Terms toughen, despite flow of federal funds

Ross Kerber writes in the Boston Globe that, even as the federal government pumps hundreds of billions of dollars into the nation’s banks, many New England businesses say they are being squeezed by lenders who insist on tougher conditions or higher rates for their loans.

In Warren, R.I., shoe store owner Francis Jamiel said he recently tried to renegotiate terms on about $400,000 in loans and lines of credit with Citizens Bank, which had been lending to him for years. The bank, to his surprise, turned him down, and Jamiel got a similar response from other banks, including Sovereign Bancorp. “None of the banks would help us,” he said. “I feel like I’m at the bottom of the food chain.”

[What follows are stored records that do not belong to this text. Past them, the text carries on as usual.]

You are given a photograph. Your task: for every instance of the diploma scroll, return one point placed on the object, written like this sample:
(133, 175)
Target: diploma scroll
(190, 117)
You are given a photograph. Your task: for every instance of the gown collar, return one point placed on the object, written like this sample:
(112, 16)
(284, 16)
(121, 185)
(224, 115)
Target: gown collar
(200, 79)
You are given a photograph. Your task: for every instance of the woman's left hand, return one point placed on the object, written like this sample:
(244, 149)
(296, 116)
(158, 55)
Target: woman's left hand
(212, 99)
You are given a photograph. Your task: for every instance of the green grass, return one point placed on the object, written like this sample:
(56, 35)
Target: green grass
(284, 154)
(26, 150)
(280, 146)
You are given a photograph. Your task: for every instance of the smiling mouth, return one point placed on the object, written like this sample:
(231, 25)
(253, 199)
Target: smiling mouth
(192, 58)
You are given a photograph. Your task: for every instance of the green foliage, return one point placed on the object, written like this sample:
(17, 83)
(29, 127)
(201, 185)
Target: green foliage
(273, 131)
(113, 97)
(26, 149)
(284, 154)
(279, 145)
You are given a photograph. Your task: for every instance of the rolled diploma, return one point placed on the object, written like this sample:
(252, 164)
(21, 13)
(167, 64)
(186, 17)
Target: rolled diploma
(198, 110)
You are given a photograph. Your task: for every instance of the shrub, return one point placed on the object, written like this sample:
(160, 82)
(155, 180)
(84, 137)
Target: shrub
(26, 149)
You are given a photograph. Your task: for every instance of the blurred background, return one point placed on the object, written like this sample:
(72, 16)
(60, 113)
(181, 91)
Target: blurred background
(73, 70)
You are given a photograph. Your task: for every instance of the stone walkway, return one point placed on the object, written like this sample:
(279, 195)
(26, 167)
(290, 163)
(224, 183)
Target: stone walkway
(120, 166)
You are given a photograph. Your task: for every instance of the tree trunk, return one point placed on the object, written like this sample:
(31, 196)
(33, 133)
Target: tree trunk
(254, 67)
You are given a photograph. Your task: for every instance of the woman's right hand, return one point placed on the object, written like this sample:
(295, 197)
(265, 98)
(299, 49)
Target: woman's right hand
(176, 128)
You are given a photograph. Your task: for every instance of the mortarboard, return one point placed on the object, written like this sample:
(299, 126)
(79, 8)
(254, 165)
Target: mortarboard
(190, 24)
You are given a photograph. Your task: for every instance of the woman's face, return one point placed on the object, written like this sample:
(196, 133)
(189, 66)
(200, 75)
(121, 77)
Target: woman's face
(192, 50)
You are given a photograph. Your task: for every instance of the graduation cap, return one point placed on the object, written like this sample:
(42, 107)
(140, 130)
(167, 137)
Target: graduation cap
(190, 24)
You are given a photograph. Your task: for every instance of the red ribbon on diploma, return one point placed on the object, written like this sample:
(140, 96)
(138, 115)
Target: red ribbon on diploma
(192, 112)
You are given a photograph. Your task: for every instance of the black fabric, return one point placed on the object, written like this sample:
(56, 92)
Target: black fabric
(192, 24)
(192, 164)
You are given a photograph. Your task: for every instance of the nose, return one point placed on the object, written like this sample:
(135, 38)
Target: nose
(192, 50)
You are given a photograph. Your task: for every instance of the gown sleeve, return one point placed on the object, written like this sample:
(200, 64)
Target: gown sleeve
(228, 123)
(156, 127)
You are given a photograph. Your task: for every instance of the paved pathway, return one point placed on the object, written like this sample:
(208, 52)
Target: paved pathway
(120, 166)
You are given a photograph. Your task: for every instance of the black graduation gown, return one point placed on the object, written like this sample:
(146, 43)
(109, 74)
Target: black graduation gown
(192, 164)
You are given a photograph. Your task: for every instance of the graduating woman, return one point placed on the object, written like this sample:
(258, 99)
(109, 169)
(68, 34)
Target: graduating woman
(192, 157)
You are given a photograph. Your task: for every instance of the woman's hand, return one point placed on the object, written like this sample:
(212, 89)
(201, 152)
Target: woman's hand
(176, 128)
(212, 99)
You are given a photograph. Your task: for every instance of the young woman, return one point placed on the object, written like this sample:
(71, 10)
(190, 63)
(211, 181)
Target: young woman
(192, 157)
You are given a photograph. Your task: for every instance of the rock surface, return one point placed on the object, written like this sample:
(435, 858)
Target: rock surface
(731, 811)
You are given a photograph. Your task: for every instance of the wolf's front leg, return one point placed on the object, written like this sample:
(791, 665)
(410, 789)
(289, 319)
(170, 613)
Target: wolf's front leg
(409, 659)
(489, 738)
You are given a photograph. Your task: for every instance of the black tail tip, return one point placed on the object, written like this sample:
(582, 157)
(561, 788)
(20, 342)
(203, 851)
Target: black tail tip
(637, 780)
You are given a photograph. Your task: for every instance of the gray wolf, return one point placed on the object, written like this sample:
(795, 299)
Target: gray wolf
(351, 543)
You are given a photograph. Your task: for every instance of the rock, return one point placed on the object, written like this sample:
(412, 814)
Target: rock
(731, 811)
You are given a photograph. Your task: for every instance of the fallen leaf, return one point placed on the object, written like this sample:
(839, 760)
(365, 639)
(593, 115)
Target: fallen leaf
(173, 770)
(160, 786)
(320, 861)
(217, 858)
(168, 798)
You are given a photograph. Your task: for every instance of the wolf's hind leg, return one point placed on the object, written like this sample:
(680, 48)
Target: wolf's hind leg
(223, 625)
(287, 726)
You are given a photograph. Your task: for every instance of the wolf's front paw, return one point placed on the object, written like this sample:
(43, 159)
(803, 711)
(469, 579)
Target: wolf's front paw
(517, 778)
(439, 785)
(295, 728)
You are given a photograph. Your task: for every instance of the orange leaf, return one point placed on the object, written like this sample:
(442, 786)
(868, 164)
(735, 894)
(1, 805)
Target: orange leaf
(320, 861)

At Metropolitan Moving & Storage in Cambridge, co-owner Neal Mizner said his lender, a large bank he declined to identify, recently told him it would charge $1,000 to renew a line of credit he’s had for four years. “The banks are obviously desperate for revenues and scraping them up however they can,” Mizner said.

In Boston, commercial mortgage broker Peter Goedecke said major banks like Bank of America and Wells Fargo are pulling back sharply on credit for real estate projects, and “either not lending at all or only on terms so onerous as to not be palatable.”

The terms of bank loans are a hot issue in Washington, as federal officials question whether investing $700 billion in taxpayer dollars into the country’s largest financial institutions is helping the economy. Bank executives say they’re doing their best to keep money flowing, while making conservative loans and caretaking their balance sheets.

Few banks will talk about loan terms in detail. Citizens, Sovereign, and Bank of America, the biggest lender in Massachusetts all declined to do so, or to talk about specific cases like Jamiel, the shoe store owner stuck with the original terms on his business’s credit. But there is data showing that commercial lending is getting more restrictive, while at the same time, consumers face higher rates on credit cards and other debt. The Federal Reserve loan officer survey for January found that in the last quarter of 2008, even as companies pulled back on their spending plans and demand for commercial loans weakened, 65 percent of US banks tightened their lending terms to large and midsize companies. Also, a Treasury Department report released Tuesday found that among the country’s 20 largest banks receiving public funds, median corporate loan portfolios fell a combined 1 percent.

Figures like those reinforce the common criticism that banks “aren’t lending.” At hearings in Congress last week, US Representative Michael E. Capuano, a Somerville Democrat, slammed leaders of the country’s eight largest banks for not extending more credit after receiving so much capital from the US Treasury, and told them to “get our money out on the street.”